Here’s a rundown of what you can expect, along with information on how to catch the next campfire performance happening every Friday night (until August 9th) along the shores of The Leelanau School outside Glen Arbor.

 

The firepit where the Beach Bards perform every Friday night until August. [leelanau.org]

You never known who might show up—or get up from the audience—to play music or tell a story, says Beach Bards Norm Wheeler. But one thing is for sure: every Friday night from mid-June until early August at The Leelanau School beach one mile north of Glen Arbor, a Beach Bards performance always starts at 8 p.m. with an interactive children’s hour led by campfire pro James “Fuzz” Foster.

“Fuzz likes to keep the kids engaged with a lot of movement, sing-alongs and games like Simon says,” says Wheeler. “Some stories are original but there are also some familiar favorites by Dr. Seuss and Shel Silverstein.”

An Oral Tradition

 

[source: glenarborsun.com]

After an hour devoted to the kids, the adult portion of the evening always begins with a long blow from Wheeler’s conch shell. A brief moment of silence follows for listeners sitting on stumps and boulders around the fire—a setting reminiscent of Stonehenge. The pause allows the lapping waters of Lake Michigan 50 yards away to enter the circle.

After a traditional opening monologue borrowing words from Old English and Chaucerian Middle English, Wheeler then leads the performance of by-heart storytelling and poetry.
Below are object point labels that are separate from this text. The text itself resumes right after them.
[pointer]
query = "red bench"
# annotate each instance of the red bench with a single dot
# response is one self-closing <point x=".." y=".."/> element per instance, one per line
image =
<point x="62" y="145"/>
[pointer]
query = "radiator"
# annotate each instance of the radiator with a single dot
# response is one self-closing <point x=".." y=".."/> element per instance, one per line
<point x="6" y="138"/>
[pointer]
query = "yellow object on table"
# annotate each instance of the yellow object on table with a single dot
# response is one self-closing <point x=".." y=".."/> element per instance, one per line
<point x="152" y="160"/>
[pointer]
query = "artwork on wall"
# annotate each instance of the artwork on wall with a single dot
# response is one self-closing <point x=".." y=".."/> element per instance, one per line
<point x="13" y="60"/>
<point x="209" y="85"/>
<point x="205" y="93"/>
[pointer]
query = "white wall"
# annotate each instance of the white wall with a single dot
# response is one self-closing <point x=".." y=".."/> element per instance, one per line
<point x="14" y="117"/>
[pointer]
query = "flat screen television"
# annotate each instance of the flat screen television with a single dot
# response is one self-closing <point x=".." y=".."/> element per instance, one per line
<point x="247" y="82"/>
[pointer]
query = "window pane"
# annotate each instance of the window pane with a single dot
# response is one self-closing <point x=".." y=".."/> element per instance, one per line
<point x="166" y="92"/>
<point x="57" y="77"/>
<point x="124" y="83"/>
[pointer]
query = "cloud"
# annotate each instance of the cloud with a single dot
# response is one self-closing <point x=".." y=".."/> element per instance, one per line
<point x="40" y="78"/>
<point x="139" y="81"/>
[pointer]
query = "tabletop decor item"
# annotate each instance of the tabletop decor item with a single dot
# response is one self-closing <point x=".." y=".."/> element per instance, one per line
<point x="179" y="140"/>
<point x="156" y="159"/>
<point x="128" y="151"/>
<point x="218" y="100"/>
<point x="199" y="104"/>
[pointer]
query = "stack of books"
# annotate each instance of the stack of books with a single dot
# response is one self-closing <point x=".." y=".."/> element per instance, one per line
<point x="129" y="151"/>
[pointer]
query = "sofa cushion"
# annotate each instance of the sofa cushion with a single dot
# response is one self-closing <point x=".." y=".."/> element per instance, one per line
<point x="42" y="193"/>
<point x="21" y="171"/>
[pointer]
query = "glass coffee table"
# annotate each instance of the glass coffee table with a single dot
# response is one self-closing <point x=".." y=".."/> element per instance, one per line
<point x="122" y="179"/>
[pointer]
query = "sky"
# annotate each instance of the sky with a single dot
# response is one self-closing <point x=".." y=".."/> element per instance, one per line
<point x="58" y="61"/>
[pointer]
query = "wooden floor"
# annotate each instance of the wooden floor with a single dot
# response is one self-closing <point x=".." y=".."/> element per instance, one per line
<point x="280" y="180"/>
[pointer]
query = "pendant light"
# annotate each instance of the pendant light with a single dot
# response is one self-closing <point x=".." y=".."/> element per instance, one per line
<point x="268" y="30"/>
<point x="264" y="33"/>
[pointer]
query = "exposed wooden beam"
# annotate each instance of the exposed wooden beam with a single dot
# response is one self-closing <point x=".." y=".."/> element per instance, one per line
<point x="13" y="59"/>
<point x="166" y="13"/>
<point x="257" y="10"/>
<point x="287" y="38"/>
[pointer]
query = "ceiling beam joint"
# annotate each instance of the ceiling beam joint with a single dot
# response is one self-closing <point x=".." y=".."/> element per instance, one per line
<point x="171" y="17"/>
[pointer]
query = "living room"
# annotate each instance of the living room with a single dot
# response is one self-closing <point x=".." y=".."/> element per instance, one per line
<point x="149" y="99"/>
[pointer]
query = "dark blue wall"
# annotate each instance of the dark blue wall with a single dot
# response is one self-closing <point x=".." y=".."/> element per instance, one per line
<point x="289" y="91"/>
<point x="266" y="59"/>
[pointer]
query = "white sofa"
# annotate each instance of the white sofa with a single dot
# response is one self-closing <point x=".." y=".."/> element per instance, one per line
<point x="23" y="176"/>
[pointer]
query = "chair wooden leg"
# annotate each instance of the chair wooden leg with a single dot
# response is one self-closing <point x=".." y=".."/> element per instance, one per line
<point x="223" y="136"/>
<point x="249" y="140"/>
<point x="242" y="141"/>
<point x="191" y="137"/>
Wheeler says the audience has grown over the last quarter century and now, typically, numbers anywhere from 40 to 50.

“But it’s still the same open forum,” says Wheeler, who has seen children and adults return year after year, slowly gaining the courage to approach the fire and share a few words, until one day they appear as college students, all grown up and able to recite poems by heart that they heard around the fire for years.

Anyone is welcome around the Friday evening firepit and the cost is only “one dollar per being,” says Wheeler.